Jain may retire soon

While the personal lives of the Berkshire executives are not known, Jain may be planning to retire soon. He’s 73, and overseeing one of the world’s largest insurance companies, with annual revenue of $169 billion, is a full-time job.

Berkshire Hathaway undoubtedly has plenty of talent in its insurance ranks, bolstered by notable acquisitions in recent years. Berkshire acquired specialty insurer Alleghany Insurance in 2022 and more recently bought a large stake in Chubb (CB 0.42%)a premier insurance brand. While Berkshire’s stake in Chubb stands at just 6.4% at this point, some thought Chubb would make an excellent acquisition for Berkshire as well.

Warren Buffett picture.

Image source: The Motley Fool.

Valuation and taxes may have also stung Jain

Even if Jain wasn’t thinking of retiring immediately, but perhaps in the next five years, now would have been a good time to take some chips off the table for two reasons: the recent increase in Berkshire’s valuation and the prospect of more capital gains. high and/or income taxes in the future.

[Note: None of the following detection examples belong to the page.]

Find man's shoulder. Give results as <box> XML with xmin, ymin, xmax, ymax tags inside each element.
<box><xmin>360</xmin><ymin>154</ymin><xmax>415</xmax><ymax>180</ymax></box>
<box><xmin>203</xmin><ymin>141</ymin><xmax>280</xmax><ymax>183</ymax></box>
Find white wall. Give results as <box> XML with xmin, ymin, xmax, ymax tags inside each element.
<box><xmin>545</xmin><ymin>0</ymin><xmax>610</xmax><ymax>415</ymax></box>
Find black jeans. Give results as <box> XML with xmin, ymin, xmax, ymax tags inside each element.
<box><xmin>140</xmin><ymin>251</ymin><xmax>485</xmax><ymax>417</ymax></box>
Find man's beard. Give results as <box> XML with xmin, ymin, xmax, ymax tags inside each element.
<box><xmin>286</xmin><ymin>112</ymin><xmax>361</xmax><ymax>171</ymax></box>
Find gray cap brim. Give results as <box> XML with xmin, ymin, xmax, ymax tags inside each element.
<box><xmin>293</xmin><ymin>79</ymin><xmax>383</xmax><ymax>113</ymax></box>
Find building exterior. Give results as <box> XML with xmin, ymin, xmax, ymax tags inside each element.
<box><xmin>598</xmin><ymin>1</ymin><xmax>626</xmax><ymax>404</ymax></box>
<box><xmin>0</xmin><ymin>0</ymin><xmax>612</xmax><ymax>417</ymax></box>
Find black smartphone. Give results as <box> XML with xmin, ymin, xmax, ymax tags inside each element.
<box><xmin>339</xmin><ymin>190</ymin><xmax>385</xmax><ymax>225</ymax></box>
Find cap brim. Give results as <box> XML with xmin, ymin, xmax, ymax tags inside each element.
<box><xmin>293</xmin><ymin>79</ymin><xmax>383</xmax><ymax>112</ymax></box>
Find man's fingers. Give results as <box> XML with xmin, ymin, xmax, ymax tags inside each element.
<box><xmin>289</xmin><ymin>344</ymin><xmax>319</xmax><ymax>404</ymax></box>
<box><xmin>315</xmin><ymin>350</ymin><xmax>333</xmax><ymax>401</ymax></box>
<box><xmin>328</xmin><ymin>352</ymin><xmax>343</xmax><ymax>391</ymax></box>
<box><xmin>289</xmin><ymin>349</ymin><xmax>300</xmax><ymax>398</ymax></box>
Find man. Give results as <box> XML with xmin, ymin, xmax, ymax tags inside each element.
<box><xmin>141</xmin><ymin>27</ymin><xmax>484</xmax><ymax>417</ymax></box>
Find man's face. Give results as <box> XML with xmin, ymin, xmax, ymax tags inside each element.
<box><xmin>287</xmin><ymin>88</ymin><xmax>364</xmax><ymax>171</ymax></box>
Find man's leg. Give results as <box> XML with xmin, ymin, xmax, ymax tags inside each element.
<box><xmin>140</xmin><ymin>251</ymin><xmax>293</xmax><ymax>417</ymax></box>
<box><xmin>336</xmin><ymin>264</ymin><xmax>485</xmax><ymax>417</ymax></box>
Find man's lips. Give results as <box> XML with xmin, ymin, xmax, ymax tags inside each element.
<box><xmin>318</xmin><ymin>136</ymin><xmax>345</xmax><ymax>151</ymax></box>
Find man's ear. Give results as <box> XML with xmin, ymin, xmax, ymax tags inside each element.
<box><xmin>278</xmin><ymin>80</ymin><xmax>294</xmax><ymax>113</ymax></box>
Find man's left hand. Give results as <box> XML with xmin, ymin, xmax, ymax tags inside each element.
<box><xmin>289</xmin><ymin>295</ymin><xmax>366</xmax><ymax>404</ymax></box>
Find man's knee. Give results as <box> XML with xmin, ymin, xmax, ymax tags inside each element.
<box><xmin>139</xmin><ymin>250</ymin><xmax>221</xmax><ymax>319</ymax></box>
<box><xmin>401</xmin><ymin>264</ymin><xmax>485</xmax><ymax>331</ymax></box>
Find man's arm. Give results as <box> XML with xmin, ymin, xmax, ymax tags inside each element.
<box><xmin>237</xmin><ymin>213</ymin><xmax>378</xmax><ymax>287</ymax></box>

On the valuation front, Berkshire’s market capitalization recently eclipsed the monumental $1 trillion mark for the first time. The recent increase was partly due to margin expansion. Berkshire’s price-to-book ratio recently traded at a 10-year high of more than 1.6 times. While not particularly expensive for an insurance-based stock, the valuation is at a decade high for Berkshire.

BRK.A price to book value chart

BRK.A Price-to-book value data by YCharts

And if anyone was thinking of selling any stock in the next few years, now might be a good time to do so because of a potential change in tax policy. Warren Buffett himself alluded to tax considerations at Berkshire’s annual meeting in May as reasons behind his recent big selloff of Apple (AAPL -0.12%).

Buffett believes future taxes are likely to be higher given the current US debt and deficit. Of note, Berkshire’s stock sales would be affected by the corporate tax rate, which was cut from 35 percent to 21 percent in the Tax Cuts and Jobs Act of 2017. But many provisions of the law expire in 2025. Although neither party does not want to raise the rate back to 35%, it is possible that this rate will exceed 21% after negotiations.

There is also talk of raising the maximum capital gains rate for individuals, which would affect Jain. The current rate for high earners is 20 percent, but Vice President Kamala Harris is proposing raising it to 28 percent for those making more than $1 million a year. In addition, she proposes raising the net investment income tax for those with capital gains of more than $200,000 annually from 3.8 percent to 5 percent.

So if all these proposals come into effect, Jain’s total capital gains tax rate would rise from 23.8% to 33%.

Berkshire holders shouldn’t panic, but there may be better times to add

All of this means that Jain’s sales were likely due to a combination of personal circumstances, Berkshire’s valuation at the upper end of normal, and tax considerations.

Still, if anyone liked Berkshire as a long-term holding yesterday, you probably shouldn’t panic and sell your shares today. Warren Buffett is 94 years old, so you shouldn’t be invested in Berkshire if you don’t trust Abel and young investment managers Todd Combs and Ted Wechsler to carry on Berkshire’s culture and legacy.

But for those who are more nervous about Berkshire once Buffett leaves, or are considering liquidating some of your Berkshire holdings over the next five years, now may be a prudent time to reduce your stake, as Jain did.